No círculo do Inferno
O massacre de 7 de Outubro não tem justificação nem
desculpa. É um acto de pura agressão e de mortandade. Como tal tem de ser
julgado.
António Barreto
28 de Outubro de
2023, 0:15
https://www.publico.pt/2023/10/28/opiniao/opiniao/circulo-inferno-2068305
O
secretário-geral das Nações Unidas, António Guterres, teve uma frase infeliz,
pouco cuidadosa, susceptível de interpretações contraditórias, erradas ou
equívocas. A não ser, evidentemente, que ele quisesse dizer exactamente o que
disse. Se for esta última hipótese, o assunto é mais grave e o tema mais
importante do que um mero deslize de linguagem. Com efeito, tal quereria dizer
que o Hamas tem explicação e motivos para fazer o que faz. Ora, quem tem
explicação e motivos tem, sempre ou frequentemente, desculpa.
O massacre de 7
de Outubro teria assim as suas raízes nas decisões das Nações Unidas de 1947,
na opressão israelita, na desigualdade social, nos colonatos e na pobreza do
povo palestiniano. O que quer dizer que, além do Hamas, também o Hezbollah, a
Jihad, a Al-Qaeda, o Irão e a Síria têm desculpa e justificação. O que
significa que também a Alemanha nazi, os Estados Unidos, Israel, a Rússia, o
Congo e o Ruanda têm explicação e justificação. O que se aplicaria ainda a
Hitler, Mengele, Eichmann, Estaline, Mao Tsé Tung e Pol Pot. O que nos ajuda a
perceber as causas do comportamento de Al Capone, Pablo Escobar e Jack, o
Estripador. De acordo com o argumento inicial, toda esta gente, todos estes
povos e os respectivos governos foram sempre meros agentes históricos, veículos
sociais, protagonistas involuntários, sem responsabilidades pessoais, sem
culpas de partido ou de grupo, sem livre escolha dos seus actos. Todos os
comportamentos sociais e políticos teriam assim justificação. O que é diferente
de explicação. O que diminui a culpa e a autoria. E reduz as responsabilidades.
Evidentemente,
não deveria ser necessário dizê-lo, tudo tem as suas origens e as suas causas.

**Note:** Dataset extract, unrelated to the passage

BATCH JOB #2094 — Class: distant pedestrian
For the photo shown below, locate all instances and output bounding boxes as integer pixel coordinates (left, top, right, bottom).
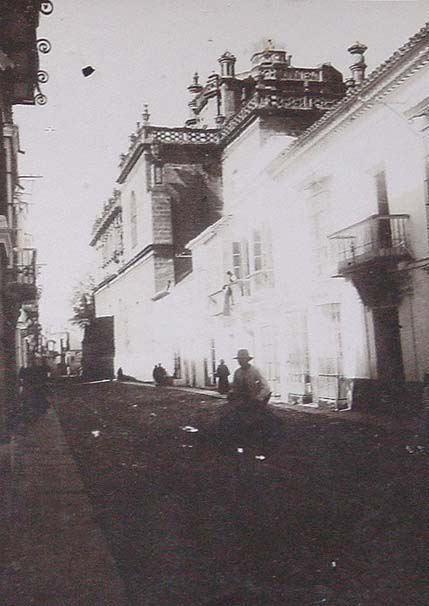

Como tudo tem o seu contexto e a sua circunstância. Cada momento da história de
um povo tem as suas grandezas e as suas misérias. Mas nada permite que as
glórias e os sofrimentos passados justifiquem e desculpem os crimes de hoje, as
agressões, os massacres e as violações do direito internacional. O massacre de
7 de Outubro não tem justificação nem desculpa. É um acto de pura agressão e de
mortandade. Como tal tem de ser julgado. A responsabilidade não é de 100 anos
de pobreza palestiniana, nem de 50 de colonatos. É, sim, das escolhas e das
decisões dos dirigentes do Hamas e dos seus aliados.
Compreende-se a
reacção de Israel, que pretende justamente liquidar um movimento político que
proclama a destruição de um Estado e de um povo. Mas, pela mesma ordem de
ideias, não se compreende que esse mesmo Estado recorra a meios condenados pelo
direito internacional, tal como o bombardeamento sistemático de populações. Não
por causa do passado, nem da história, nem do contexto. Mas simplesmente por
causa da humanidade e da vida. Nem um nem outro se justificam. A pobreza não
desculpa o 7 de Outubro. Como os pogroms não perdoam o bombardeamento.
Globalmente, no
universo das rivalidades, no panorama das relações internacionais, estou do
lado de Israel. Não porque esteja sempre de acordo com os seus governos. Não
porque aceite tudo quanto fazem. Também não por tudo o que são e defendem. Nem
por serem brancos. Nem ainda por terem sido vítimas de perseguições, de
expulsões e de massacres. Mas apenas e tão-só porque, tudo somado, Israel está
mais do lado da liberdade e da democracia do que os outros países seus rivais,
adversários e inimigos. Em caso de divergência e luta, não é a cor da pele, a
religião, a tradição, a etnia e a língua que me fazem tomar partido ou
simpatizar com uns, em detrimento de outros. É o lado da liberdade e da
democracia. Em caso de conflito, nenhum critério, pele, língua, etnia ou
religião, me faz tomar partido por um qualquer país, em qualquer parte do
mundo, Rússia, China, América ou África. Mas a democracia, sim.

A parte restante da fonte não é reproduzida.